例えば「今日は8時間練習した」と言っても、その8時間をブレイクダウンすると様々な行為が含まれていることに気付かされます。
「練習」の構成要素
最近このブログでよく言及している First, Learn to Practice (Tom Heany) (まず練習することを学ぼう)という面白い本にも似たようなことが書かれていたのですが、私達は「練習」中に様々なことをしています。例えば:
- パフォーマンス(本番を想定した演奏)の練習をしている
- 楽譜を書いている(作曲・採譜・アイデアやフレーズのメモ)
- 新しい何かを学んでいる
- コンピングのアレンジをしている
- 何となく「爪弾いて」いる
- 探検している(新しい運指パターンやハーモニーを探したり)
- 何か苦手な部分の練習をしている
これらはいずれも良いプレイヤー・ミュージシャンになるために欠かせない内容だと思います。が、「いまやっているそれは何の練習なのか」を常に明確にしておくことは大事だと思います。例えば8時間練習した、という人で「何か苦手な部分の練習」をしていた時間は実際に何時間だったのか。
8時間ギターを持っていたら、何かこう、俺は今日ものすごく頑張った、みたいな気持ちになってしまうかもしれないのですが、ちょっと気をつけたいと思いました。上述の様々な行為はどれも大切な要素だと思いますが、8時間中6時間「爪弾いて」いるだけだったら、それは良い練習とは言えないでしょう。

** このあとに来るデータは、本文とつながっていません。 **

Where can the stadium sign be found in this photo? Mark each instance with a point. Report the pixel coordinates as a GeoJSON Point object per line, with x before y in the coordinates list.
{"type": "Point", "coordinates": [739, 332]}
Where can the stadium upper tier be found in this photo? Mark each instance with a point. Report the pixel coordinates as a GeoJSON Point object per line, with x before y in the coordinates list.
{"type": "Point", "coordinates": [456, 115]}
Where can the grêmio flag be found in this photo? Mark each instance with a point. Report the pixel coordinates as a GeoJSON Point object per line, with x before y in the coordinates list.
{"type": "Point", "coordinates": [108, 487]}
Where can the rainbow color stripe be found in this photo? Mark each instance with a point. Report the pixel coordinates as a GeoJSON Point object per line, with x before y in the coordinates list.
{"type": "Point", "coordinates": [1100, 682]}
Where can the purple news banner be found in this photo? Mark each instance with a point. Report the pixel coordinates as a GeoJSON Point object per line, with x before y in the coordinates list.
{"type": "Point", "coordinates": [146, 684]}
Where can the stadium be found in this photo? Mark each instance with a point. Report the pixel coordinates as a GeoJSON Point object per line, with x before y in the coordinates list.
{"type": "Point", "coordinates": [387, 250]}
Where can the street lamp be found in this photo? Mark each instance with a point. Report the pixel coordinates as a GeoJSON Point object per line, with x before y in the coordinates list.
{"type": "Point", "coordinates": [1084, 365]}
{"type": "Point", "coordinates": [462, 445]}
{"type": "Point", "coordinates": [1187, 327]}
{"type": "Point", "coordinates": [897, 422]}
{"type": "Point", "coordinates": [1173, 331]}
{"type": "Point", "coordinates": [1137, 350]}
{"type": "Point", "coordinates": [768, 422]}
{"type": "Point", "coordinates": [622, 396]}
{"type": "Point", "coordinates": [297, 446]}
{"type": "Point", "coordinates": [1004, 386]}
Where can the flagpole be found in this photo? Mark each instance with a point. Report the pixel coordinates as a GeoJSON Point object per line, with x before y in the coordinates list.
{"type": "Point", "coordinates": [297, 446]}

ギターの美しい音に陶酔することが目的であれば(それ自体は全く悪いことではないはず。多くの人が最初はそれが目的で楽器を手にするでしょうから)、ずっと爪弾いているだけでも良いのかもしれませんが、もっと上手くなりたいのなら他の練習をしなければならないと思います。
チャーリー・パーカーが1日10時間練習したという話は有名ですが、その内訳がどんなものだったのかとても興味があります。もし実際に楽器を鳴らしている時間がほぼ10時間だったら信じられないような集中力です。しかし実際は他のことも色々やっていたのだと思います。

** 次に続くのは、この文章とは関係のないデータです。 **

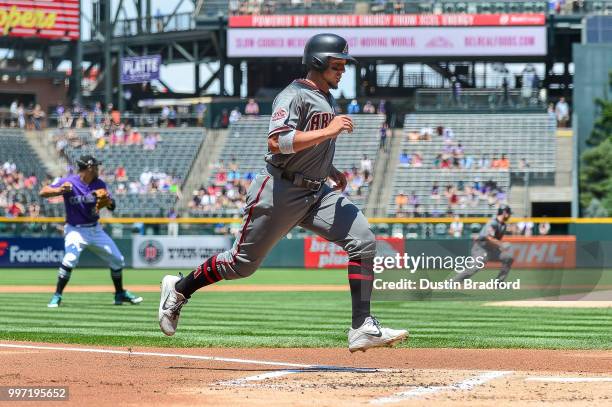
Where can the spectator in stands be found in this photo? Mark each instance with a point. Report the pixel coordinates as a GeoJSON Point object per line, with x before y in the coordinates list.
{"type": "Point", "coordinates": [467, 162]}
{"type": "Point", "coordinates": [235, 115]}
{"type": "Point", "coordinates": [353, 107]}
{"type": "Point", "coordinates": [484, 162]}
{"type": "Point", "coordinates": [401, 204]}
{"type": "Point", "coordinates": [543, 228]}
{"type": "Point", "coordinates": [38, 116]}
{"type": "Point", "coordinates": [121, 190]}
{"type": "Point", "coordinates": [224, 120]}
{"type": "Point", "coordinates": [456, 90]}
{"type": "Point", "coordinates": [456, 227]}
{"type": "Point", "coordinates": [425, 133]}
{"type": "Point", "coordinates": [504, 163]}
{"type": "Point", "coordinates": [562, 112]}
{"type": "Point", "coordinates": [200, 110]}
{"type": "Point", "coordinates": [120, 174]}
{"type": "Point", "coordinates": [366, 168]}
{"type": "Point", "coordinates": [165, 113]}
{"type": "Point", "coordinates": [252, 108]}
{"type": "Point", "coordinates": [13, 110]}
{"type": "Point", "coordinates": [150, 141]}
{"type": "Point", "coordinates": [101, 143]}
{"type": "Point", "coordinates": [405, 159]}
{"type": "Point", "coordinates": [435, 191]}
{"type": "Point", "coordinates": [30, 182]}
{"type": "Point", "coordinates": [15, 209]}
{"type": "Point", "coordinates": [234, 7]}
{"type": "Point", "coordinates": [524, 228]}
{"type": "Point", "coordinates": [415, 203]}
{"type": "Point", "coordinates": [369, 108]}
{"type": "Point", "coordinates": [21, 120]}
{"type": "Point", "coordinates": [384, 133]}
{"type": "Point", "coordinates": [172, 116]}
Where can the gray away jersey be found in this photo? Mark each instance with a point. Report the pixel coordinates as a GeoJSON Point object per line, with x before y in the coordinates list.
{"type": "Point", "coordinates": [301, 106]}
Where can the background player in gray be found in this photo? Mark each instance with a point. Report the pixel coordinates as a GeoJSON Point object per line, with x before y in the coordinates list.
{"type": "Point", "coordinates": [490, 246]}
{"type": "Point", "coordinates": [82, 229]}
{"type": "Point", "coordinates": [291, 191]}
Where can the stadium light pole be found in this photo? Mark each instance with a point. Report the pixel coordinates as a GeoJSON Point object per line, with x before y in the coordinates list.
{"type": "Point", "coordinates": [108, 35]}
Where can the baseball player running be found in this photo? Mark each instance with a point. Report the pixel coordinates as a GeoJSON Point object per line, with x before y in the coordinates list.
{"type": "Point", "coordinates": [291, 191]}
{"type": "Point", "coordinates": [84, 195]}
{"type": "Point", "coordinates": [490, 246]}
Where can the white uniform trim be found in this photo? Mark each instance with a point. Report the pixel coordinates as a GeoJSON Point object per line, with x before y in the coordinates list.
{"type": "Point", "coordinates": [76, 239]}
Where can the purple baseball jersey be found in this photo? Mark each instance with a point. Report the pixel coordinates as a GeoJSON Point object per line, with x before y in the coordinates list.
{"type": "Point", "coordinates": [80, 203]}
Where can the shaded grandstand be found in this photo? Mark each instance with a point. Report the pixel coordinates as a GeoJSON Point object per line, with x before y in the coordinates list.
{"type": "Point", "coordinates": [246, 147]}
{"type": "Point", "coordinates": [527, 142]}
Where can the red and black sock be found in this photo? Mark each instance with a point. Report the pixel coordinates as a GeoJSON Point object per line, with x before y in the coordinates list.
{"type": "Point", "coordinates": [63, 276]}
{"type": "Point", "coordinates": [361, 280]}
{"type": "Point", "coordinates": [205, 274]}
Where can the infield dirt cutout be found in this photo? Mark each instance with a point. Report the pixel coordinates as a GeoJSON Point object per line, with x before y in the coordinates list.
{"type": "Point", "coordinates": [303, 377]}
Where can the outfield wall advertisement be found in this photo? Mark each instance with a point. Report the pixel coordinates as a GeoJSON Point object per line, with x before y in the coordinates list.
{"type": "Point", "coordinates": [51, 19]}
{"type": "Point", "coordinates": [31, 252]}
{"type": "Point", "coordinates": [176, 252]}
{"type": "Point", "coordinates": [319, 253]}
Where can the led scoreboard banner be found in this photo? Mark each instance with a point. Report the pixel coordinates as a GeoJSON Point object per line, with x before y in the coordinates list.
{"type": "Point", "coordinates": [445, 35]}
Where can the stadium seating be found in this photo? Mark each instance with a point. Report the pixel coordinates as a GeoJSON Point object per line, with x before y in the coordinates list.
{"type": "Point", "coordinates": [527, 136]}
{"type": "Point", "coordinates": [15, 148]}
{"type": "Point", "coordinates": [173, 155]}
{"type": "Point", "coordinates": [249, 153]}
{"type": "Point", "coordinates": [518, 136]}
{"type": "Point", "coordinates": [420, 181]}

私自身は最近、「何か探検」して、「そこで学んだ新しい何か」を弾いてみて、それが「弾くのが難しいもの」ならその場でしばらく反復練習する、ということを繰り返しています。その反復練習もタイマーで管理し、同じことを2分以上やらないといったややマニアックなことをやっているのですが、結構捗っています。
飲酒について
ところでお酒を飲んだ状態での練習をどう考えるべきでしょうか。意見の分かれるところだと思いますが、私の場合はアルコールが入った状態ではテクニック関連の練習はもう無理(押弦・運指・リズムの正確性等)。だから練習は飲む前。でもまだ練習をしていないのに飲んじゃった、という場合があります。
その場合は、上で述べた「探検」に該当する行為をします。ここでこう弾いたとする… 次は何を弾きたい? それは何処で弾ける? 何処で弾きたい? あ、そっちのポジションはこれ弾きづらい… 等々、こういう「考える」行為はお酒を飲んでいても「やっていい」ことだと思っています。
今日はきっちり練習してないのに飲んじゃったよ、練習したいけど飲み会が… という場合でも絶望する必要はありません(笑)ハーモニーの研究なども良いかもしれないですね。とにかくその際は、「いま自分がやっているのは技術の練習ではない」ということを自覚することが大事だと思います。
やっぱり効率的な練習は大事
時々「練習に効率を求めるなど、けしからん!」という感じの意見を見聞きすることがあります。何か「最近の若い者は、時間をかけずに手っ取り早く結果だけ求めようとする。そうじゃない。ぶっ倒れるまでがむしゃらにやれ。」という感じの意見です。そういう考えでうまく行く人もいるのかもしれません。
しかし例えば1日10時間集中力を持続させられる人はどれだけいるのでしょうか。そして本当は集中していないのに10時間楽器と過ごすことは大事なのでしょうか。
個人的にはそういう10時間よりも、本当に集中した3時間のほうがはるかに効果があると思います。効率的な練習は、それによって「楽ができる」からではなく、「短時間ならより集中できる」という理由で大事なのだと思います。
ある難しいフレーズを10回弾く練習をしたとします。もしそのうち5回がノーミスで、残りの5回でミスをしたら、それは全く練習をしなかったことと同じなのだ、とあるピアニストの方が言っていたのを思い出しました。